Currency Update – Wednesday 28th January

Currency Update – Wednesday 28th January

It seems that whatever US government can do, the UK government can make a pale imitation of. After the US car makers were given loans of around $50bn, the UK government have announced GBP2.5bn in loan guarantees, although of course this partly reflects the relative size of the car industries within the two countries. I was surprised to hear there were any native car manufacturers left in the UK, but when the names of the companies who are likely to take advantage of the scheme were mentioned it seems the guarantees are to be used by foreign owned firms operating in the UK in a bid to protect jobs; the scheme may not even be enough to do this, with most of the GBP2.5bn likely to be taken up by just a couple of firms leaving the rest to struggle on the best they can.

The announcement of the scheme had little immediate impact on the currency markets, which at the moment are led more by investor sentiment and the prospects of the much, much larger $825bn economic stimulus plan proposed by Obama. The US was hit by a large fall in consumer confidence to a record low, while house prices continued to fall sharply, there was also bad news globally when the IMF report, due out today, was leaked and showed a downgrading of expected worldwide growth from 2.2% to just 0.5%. The news out from the Eurozone was at first sight, mildly positive, with the German IFO survey showing a small rise in it's climate index, and a rise in the economic expectations measure, although with activity already so slow, and Germany only recently entering into it's recessionary phase, the news hasn't given the Euro much support.

With the expectations of the massive economic package coming out of the US, the poor economic data yesterday has not managed to hurt investor appetite, and stocks still managed to climb over the day. The rise in risk appetite is likely to continue the trend from recent days, with Sterling climbing against the Dollar touching 1.43 in this morning's trading and up above 1.0750 against the Euro, which has itself strengthened against the Dollar, to almost 1.33, as investors remove their funds from the US currency and seek returns elsewhere.

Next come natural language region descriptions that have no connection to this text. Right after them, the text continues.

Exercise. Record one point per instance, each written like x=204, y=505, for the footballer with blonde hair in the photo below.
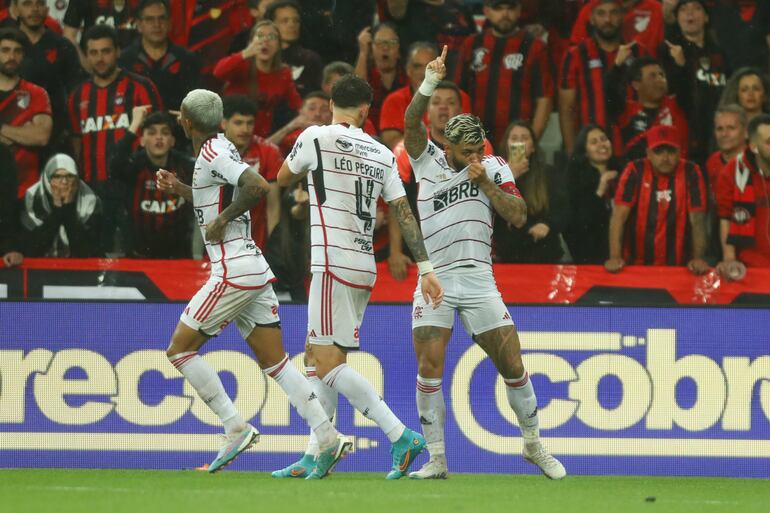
x=459, y=193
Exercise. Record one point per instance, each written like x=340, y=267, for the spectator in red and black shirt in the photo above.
x=207, y=28
x=315, y=111
x=25, y=110
x=305, y=64
x=240, y=113
x=696, y=67
x=642, y=22
x=395, y=104
x=99, y=111
x=585, y=72
x=259, y=73
x=99, y=108
x=10, y=245
x=505, y=71
x=652, y=106
x=9, y=18
x=51, y=62
x=660, y=202
x=172, y=69
x=84, y=14
x=730, y=133
x=378, y=63
x=743, y=204
x=161, y=222
x=446, y=23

It is a quiet day on the data front, at least in UK trading time, with the big event of the day, the FOMC announcement happening after the close of UK trading hours. The decision isn't going to be about rates, as they cannot cut any more than they already have, although there may be some hints as to how long rates will stay at these levels, instead it is likely to focus upon what, if any, 'quantitative easing' measures the US will take. Before the Fed announcement we have the first estimate of German CPI for January, which is expected to show a further drop, although probably not enough to change the thinking on the future of ECB interest rates.

With it being all quiet on the data front, the trend of the week will likely continue, with investor appetite returning, helping give the Pound a lift, especially as there are rumours that the US stimulus plan could be passed as soon as this week.